Dalam acara peluncuran FIFA Asean Cup di Malaysia, Infantino tidak memberi jawaban tegas. Dia cuma melayangkan pernyataan yang mengambang, menandakan belum jelasnya sikap FIFA soal Israel.
1. Menyinggung soal kehadiran di KTT Perdamaian Gaza
Dilansir New Straits Times, Infantino justru bicara hal lain ketika disinggung mengenai potensi sanksi yang bakal diterima Israel. Dia malah menyinggung soal kehadiran FIFA di Konferensi Tingkat Tinggi (KTT) Perdamaian Gaza beberapa waktu lalu.
"Saya bersyukur menjadi saksi puncak perdamaian baru-baru ini, yang didatangi oleh Presiden (Amerika Serikat) Donald Trump dan pemimpin lainnya," kata Infantino.
2. Menyinggung perdamaian, tetapi tak spesifik
Infantino memang menyinggung perdamaian dalam ucapannya. Namun, dia tidak secara spesifik menyinggung harapan perdamaian yang konsisten di tanah Palestina.
"Kita semua mendukung perdamaian dan persatuan, serta segala upaya untuk menyatukan umat manusia. Kita juga sudah menyaksikan penandatanganan perjanjian damai antara Thailand dan Kamboja," kata Infantino.

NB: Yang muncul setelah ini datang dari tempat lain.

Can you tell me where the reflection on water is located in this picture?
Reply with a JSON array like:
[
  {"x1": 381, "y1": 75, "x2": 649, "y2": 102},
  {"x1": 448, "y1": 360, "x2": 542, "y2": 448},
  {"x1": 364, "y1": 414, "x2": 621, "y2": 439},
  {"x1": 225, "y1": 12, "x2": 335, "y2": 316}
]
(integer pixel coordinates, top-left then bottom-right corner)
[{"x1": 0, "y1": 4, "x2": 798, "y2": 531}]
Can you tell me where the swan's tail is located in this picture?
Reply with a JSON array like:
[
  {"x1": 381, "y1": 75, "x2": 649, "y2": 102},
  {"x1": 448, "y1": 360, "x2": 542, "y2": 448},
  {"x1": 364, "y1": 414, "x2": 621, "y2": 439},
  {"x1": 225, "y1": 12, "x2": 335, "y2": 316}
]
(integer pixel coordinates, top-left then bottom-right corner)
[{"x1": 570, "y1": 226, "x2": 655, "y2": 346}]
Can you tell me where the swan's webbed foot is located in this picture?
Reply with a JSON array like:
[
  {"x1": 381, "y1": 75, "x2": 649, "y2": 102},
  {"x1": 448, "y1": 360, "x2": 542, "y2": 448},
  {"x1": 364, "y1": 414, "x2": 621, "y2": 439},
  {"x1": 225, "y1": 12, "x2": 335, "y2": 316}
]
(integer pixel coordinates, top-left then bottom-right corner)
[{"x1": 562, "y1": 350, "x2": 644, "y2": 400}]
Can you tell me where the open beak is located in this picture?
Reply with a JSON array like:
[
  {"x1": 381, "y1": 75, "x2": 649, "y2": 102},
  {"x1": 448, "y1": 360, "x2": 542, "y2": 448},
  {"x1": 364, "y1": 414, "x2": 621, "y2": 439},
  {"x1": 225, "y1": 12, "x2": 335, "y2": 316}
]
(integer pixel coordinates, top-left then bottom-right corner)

3. Padahal, Israel sudah diboikot di Eropa
Israel menjadi sorotan karena agresi tanpa henti ke Palestina. Sejak serangan Israel pada Oktober 2023, total ada sebanyak 63.700 korban jiwa. Bahkan, ada mantan pesepak bola Palestina yang menjadi korban serangan Israel, yakni Suleiman Al Obeid.
Di Eropa, Israel selalu menghadapi aksi protes saat menjalani Kualifikasi Piala Dunia 2026. Paling masif terjadi saat mereka dikalahkan Italia di Florence, 15 Oktober 2025 lalu, memaksa otoritas keamanan menurunkan pasukan penembak jitu atau sniper.